I think it's critical that we do annotate it as a special multiply.
If wraparound is ok for that particular multiplication, tell the compiler that. As a sibling comment says, this is seldom the case, but it does happen, in particular, expecting byte addition or multiplication to wrap around can be useful.
The actual expectation of the vast majority of arithmetic in a computer program is that the result will be correct in the ordinary schoolyard sense. While developing that program, it should absolutely panic if that isn't the case. "Well defined" doesn't mean correct.
I don't understand your objection to spelling that `val *% GOLDEN_RATIO_32` is. When someone sees that (especially you, later, coming back to your own code) it clearly indicates that wrapping is expected, or at least allowed. That's good.
Unsigned integer overflow is not undefined in C or C++. You can rely on how it works.
Signed integer overflow, on the other hand, is undefined. The compiler is allowd to assume it never happens and can re-arrange or eliminate code as it sees fit under that assumption.
How many lines will this code print?
for (int i = INT_MAX-1; i < 0; ++i) printf("I'm in danger!\n");
If a pointer can be null, it must be an optional pointer, and you must in fact check before you dereference it. This is what you want. Is it ok to write a program which segfaults at random because you didn't check for a pointer which can be null? Of course not. If you don't null-check the return value of e.g. malloc, your program is invalid.

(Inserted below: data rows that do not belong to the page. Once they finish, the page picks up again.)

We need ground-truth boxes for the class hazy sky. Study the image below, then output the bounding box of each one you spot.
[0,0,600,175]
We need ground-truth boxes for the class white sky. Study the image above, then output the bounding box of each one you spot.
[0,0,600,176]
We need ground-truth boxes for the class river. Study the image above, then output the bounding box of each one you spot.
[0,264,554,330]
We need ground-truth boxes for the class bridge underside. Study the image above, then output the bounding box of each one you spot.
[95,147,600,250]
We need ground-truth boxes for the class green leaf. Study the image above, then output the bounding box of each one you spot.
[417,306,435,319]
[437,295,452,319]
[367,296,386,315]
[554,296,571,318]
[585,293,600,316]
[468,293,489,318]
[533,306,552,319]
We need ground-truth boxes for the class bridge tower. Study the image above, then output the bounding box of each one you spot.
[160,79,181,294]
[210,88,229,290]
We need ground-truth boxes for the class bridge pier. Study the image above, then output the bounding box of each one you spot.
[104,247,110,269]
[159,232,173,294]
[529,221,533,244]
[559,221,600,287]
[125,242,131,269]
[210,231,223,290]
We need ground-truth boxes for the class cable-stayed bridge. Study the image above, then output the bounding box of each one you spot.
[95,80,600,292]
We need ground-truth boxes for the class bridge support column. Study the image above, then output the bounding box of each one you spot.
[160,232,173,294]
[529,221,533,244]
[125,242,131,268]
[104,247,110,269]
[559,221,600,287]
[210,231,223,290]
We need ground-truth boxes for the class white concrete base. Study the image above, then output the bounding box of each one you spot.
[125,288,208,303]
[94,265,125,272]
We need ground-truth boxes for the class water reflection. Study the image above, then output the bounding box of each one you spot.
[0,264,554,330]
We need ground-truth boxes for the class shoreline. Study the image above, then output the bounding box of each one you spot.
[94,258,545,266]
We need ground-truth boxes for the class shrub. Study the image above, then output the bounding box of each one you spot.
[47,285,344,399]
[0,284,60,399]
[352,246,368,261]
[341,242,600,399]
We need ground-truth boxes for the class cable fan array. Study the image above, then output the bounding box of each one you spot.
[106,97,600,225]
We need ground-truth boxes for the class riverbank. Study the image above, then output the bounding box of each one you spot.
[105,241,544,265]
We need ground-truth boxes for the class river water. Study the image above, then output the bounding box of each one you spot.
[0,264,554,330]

But the benefit is in the other direction. Careful C checks for null before using a pointer, and keeping track of whether null has been checked is a manual process. This results in redundant null checks if you can't statically prove (by staring at the code and thinking very hard) that it isn't null. So in practice you're likely to have a combination of not checking and getting burned, and checking a pointer which was already checked. To do otherwise you have to understand the complete call graph, this is infeasible.
Zig doesn't do any of this. If it's a pointer, you can safely dereference it. If it's an optional pointer, you must check, and then: it's a pointer. Safe to pass down the call stack and freely use. If you want C behavior you can always YOLO and just say `yoloptr.?.*`.

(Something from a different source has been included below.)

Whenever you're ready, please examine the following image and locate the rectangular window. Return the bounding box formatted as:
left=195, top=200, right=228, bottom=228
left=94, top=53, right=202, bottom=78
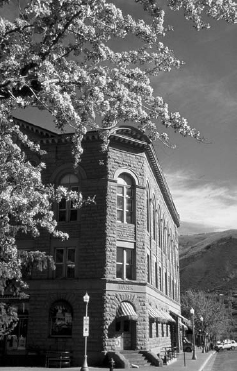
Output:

Overflow addition and divide by zero are safety checked undefined behavior, a critical concept in the specification. They will panic with a stack trace in debug and ReleaseSafe mode, and blow demons out of your nose in ReleaseFast and ReleaseSmall modes. There's also +% for guaranteed wraparound twos-complement overflow, and +| for saturating addition. Also `@addWithOverflow` if your jam is checking the overflow bit. Unwrapping an optional without checking it is also safety-checked UB: if you were wrong about the assumption that the payload carries a value, you'll get a panic and stack trace on the line where you did `yolo.?`.
Shift operations require that the right hand side of the shift be a type log2(Type.bitwidth) of the left hand side. Zig allows integers of any width, so for a: u64, calling a << b requires that b be a u6 or smaller. Which is fine: if you know values will be within 0..63, you declare them u6, and if you want to shift on a byte, you truncate it: you were going to mask it anyway, right? Zig simply refuses to let you forget this. Addition of two u6 is just as fast as addition of the underlying bytes because of, you got it, safety-checked undefined behavior. In release mode it will just do what the chip does.

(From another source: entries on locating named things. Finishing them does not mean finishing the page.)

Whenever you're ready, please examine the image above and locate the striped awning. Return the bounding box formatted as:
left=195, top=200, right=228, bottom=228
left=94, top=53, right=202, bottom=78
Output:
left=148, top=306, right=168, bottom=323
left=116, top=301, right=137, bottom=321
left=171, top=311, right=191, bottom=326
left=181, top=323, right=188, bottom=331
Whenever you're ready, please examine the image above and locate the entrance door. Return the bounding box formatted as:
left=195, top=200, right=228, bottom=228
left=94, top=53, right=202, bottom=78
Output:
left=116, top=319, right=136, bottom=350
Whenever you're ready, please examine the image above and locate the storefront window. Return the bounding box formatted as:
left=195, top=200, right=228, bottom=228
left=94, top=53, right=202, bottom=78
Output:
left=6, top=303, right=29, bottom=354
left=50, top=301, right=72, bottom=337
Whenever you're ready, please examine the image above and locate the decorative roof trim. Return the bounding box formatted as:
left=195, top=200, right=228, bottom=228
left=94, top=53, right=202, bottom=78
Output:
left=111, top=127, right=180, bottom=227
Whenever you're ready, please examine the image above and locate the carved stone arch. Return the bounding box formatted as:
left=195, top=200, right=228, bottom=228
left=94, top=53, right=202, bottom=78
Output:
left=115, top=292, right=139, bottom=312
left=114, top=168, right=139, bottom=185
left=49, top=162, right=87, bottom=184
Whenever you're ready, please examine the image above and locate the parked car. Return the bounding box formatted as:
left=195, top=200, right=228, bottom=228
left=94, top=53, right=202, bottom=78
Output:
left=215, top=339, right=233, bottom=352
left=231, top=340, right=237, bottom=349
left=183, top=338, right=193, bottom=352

There's a common theme here: some things require undefined behavior for performance. Zig does what it can to crash your program if that behavior is exhibited while you're developing it. Other things require that you take some well-defined actions or you'll get UB: Zig tracks those in the type system.
You'll note that undefined behavior is very much a part of the Zig specification, for the same reasons as in C. But that's not a great excuse to make staying within the boundaries of defined behavior as pointlessly difficult as it is in C.